This no-nonsense background has gone down well with the employees at Group 4, many of whom had been in the services previously. They have a natural affinity which has prevented any animosity about the company spending money on him in the search for publicity. There is a feeling that he is one of them.

Golding seems successfully to be walking the tightrope between on the one side, being in management control, and on the other, not trying to adopt a position of expertise since he is in fact still learning. Sorenson is impressed, which is good for Golding, pointing always to the management skill that is being learned, rather than claiming that some sort of magic wand has been waved to put Golding in the superstar, Olympic medallist league.

He seems self-assured, good at answering questions or speaking to an audience. He has persuaded Group 4 to pull the whole Admiral's Cup team under its sponsorship umbrella, although late enough in the day for Sorenson to negotiate a bargain deal for his company. And he clearly likes what the 12 months in a Mumm 36 has done for him.
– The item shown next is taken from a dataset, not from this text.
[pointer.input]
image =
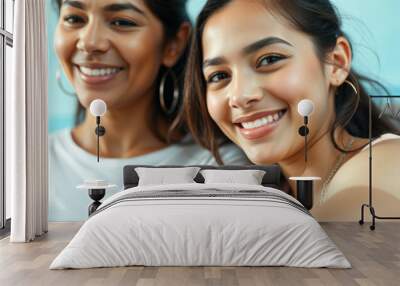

Asked what he would choose to do on his final Saturday on earth, sail single-handed into the sunset, skipper a team of enthusiastic amateurs, or take part in some grand prix racing, he has no hesitation in plumping for the grand prix racing he has come to enjoy so much.

But there is a proviso. If he had a little longer than just the Saturday, he says, and someone would offer him the opportunity of doing the Vendee Globe single-handed non-stop round the world race, he would "snatch your arm off".